MCP tools have typed parameters and structured return values. The tool schema tells the agent exactly what inputs are accepted and what type each one is. When the agent calls search_filings with company_id: "AAPL" and form_type: "10-K", the protocol validates the call before it reaches our code. The agent doesn’t have to guess the URL format.
The return types are also structured. A XBRL financial tool returns a typed object with labeled fields, not a blob of JSON that the agent has to parse and interpret. The agent can reason about revenue: 391000000000 more reliably than it can parse "$.financialData[0].items[?(@.label=='Revenue')].value".
The practical result: agents using the MCP tools make fewer invalid calls, handle errors more gracefully, and produce more accurate responses than the same agents hitting a REST API. We measured this informally during development by comparing Claude’s output with MCP tool access versus web browsing + parsing for the same financial questions. The MCP path was faster and more accurate on structured data retrieval.
Rate Limiting for AI Traffic
AI agent traffic is bursty in a way that human API traffic isn’t. A user researching a company might ask three related questions in quick succession, each triggering 4-5 tool calls. That’s 15 tool calls in a few seconds.
Our rate limits are daily buckets: 100 calls/day for free tier, 10,000 for pro, 100,000 for enterprise. KV stores the counter per API key, incremented on each authenticated request. The KV key uses 16 hex chars from the SHA-256 of the API key — enough for collision resistance without bloating the KV namespace.
We deliberately chose daily buckets over per-minute or per-hour buckets for the MCP server. Per-minute limits punish bursty agent sessions. A developer building a portfolio analysis agent shouldn’t get throttled because they ran a deep research session at 11pm, even if they’d normally stay well under daily limits.

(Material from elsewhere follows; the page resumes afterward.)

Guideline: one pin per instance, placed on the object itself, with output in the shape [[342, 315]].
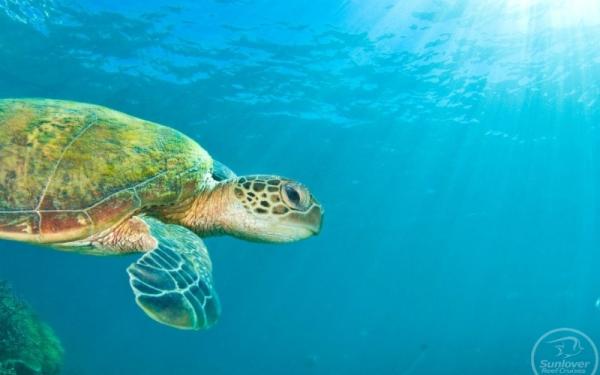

What We’d Build Differently
One thing: we’d add streaming tool results from the start. Some EDGAR searches return large result sets — dozens of filing records. The current tools return complete responses, which works, but streaming would let agents start processing results before the full response arrives. The MCP protocol supports streaming; we just haven’t implemented it yet. For prediction markets where we’re returning small payloads, it doesn’t matter. For EDGAR filing search on a company with 20 years of 10-K history, it would.
The other thing is observability granularity. We log every authenticated MCP connection and every tool call as structured JSON to Workers Logs. What we don’t log yet is the time breakdown: how long did auth take, how long did the cache check take, how long did the upstream API call take. This would make it much easier to diagnose latency complaints for specific tools without reproducing the exact call sequence.
Both of these are solvable without architectural changes. The foundation — Durable Objects for session state, shared cache layer, three-tier auth, explicit CORS — is holding up well.